Aims: Gastrointestinal stromal tumors (GISTs) account for about 80% of the mesenchymal tumors of the GI tract. About 5000-6000 patients are diagnosed in the United States (US) alone, and up to 14.5 cases per million discovered in Europe annually. Avapritinib (AVP) is a potent selective targeted medication that has been recently approved, by the US Food and Drug Administration, in 2020 for treatment of GISTs. AVP is currently considered the first-line treatment for mutant GIST, which is resistant to other medications. This in turn stimulates the need for fast, green, and efficient methods for routine AVP estimation in quality control and clinical studies.

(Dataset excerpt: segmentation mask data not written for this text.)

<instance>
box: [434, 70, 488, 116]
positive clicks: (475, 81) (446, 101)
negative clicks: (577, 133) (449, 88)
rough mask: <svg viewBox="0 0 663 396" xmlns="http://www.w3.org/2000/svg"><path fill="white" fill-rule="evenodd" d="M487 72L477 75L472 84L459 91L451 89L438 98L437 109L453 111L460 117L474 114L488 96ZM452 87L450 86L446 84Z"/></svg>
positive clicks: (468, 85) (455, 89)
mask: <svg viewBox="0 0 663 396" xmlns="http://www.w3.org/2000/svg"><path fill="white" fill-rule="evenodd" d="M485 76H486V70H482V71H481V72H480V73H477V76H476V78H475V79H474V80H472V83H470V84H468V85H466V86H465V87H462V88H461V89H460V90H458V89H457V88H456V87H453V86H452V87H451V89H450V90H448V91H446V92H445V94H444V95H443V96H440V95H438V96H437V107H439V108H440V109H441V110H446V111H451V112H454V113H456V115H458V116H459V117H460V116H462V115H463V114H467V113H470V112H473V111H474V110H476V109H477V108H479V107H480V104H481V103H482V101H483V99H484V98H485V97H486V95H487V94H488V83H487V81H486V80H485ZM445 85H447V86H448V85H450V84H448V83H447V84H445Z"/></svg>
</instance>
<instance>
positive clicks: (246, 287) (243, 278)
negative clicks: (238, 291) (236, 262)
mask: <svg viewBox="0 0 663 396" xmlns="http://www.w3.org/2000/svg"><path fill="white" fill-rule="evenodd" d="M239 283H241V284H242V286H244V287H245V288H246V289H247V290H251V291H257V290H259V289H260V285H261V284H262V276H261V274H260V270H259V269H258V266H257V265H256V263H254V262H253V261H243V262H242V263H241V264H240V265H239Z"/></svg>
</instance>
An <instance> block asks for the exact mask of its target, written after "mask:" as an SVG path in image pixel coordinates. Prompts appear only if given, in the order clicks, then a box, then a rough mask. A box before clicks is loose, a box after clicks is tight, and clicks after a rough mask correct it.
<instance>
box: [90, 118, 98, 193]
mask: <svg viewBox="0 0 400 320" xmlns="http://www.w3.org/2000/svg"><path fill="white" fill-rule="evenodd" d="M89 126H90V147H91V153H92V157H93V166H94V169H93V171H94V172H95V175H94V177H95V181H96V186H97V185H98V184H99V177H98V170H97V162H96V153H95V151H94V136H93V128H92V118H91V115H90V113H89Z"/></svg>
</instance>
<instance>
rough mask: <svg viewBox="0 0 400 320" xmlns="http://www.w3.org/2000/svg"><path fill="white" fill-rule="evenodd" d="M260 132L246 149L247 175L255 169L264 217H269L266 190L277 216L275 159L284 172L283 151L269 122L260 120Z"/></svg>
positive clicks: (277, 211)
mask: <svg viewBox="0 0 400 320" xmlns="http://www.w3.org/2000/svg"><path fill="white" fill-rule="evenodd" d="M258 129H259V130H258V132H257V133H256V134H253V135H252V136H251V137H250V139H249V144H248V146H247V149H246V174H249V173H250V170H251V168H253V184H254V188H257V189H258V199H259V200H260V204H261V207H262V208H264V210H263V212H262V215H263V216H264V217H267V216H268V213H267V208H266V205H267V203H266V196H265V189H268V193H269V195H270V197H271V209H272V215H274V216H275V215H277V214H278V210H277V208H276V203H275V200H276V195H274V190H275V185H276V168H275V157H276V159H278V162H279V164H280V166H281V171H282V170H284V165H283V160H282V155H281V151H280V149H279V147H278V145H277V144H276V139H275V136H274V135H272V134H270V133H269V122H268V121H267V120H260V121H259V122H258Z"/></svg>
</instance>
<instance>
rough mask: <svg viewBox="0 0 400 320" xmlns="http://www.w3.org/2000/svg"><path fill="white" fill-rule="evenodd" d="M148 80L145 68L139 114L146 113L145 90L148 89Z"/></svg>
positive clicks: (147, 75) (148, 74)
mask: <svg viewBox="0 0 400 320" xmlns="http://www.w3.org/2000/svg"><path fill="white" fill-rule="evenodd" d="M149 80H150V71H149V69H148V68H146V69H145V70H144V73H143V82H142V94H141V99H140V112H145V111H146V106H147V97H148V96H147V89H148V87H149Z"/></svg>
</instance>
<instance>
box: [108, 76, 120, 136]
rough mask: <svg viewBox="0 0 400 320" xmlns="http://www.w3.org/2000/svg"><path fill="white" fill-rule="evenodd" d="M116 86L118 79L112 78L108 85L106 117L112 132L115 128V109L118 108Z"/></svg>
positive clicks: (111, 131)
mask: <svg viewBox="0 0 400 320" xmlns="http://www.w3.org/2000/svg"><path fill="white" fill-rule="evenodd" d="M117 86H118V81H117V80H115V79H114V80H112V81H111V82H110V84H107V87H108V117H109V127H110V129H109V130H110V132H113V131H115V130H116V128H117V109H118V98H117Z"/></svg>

Materials and methods: The proposed approach designs a spectrofluorimetric tool to estimate AVP in different matrices, based on a nucleophilic substitution reaction. A highly fluorescent product was measured at 535 nm following excitation at 470 nm. The research procedure was bioanalytically validated within AVP range between 80 and 900 ng mL-1, where the limit of quantitation (LOQ) was 15.78 ng mL-1.
Conclusion: The developed approach was successfully applied to investigate AVP in content uniformity testing of tablet dosage forms, and biological plasma in AVP pharmacokinetic study. The proposed approach could be recommended for AVP therapeutic drug monitoring.
Keywords: Avapritinib; content uniformity; human plasma; pharmacokinetic study; spectrofluorimetry.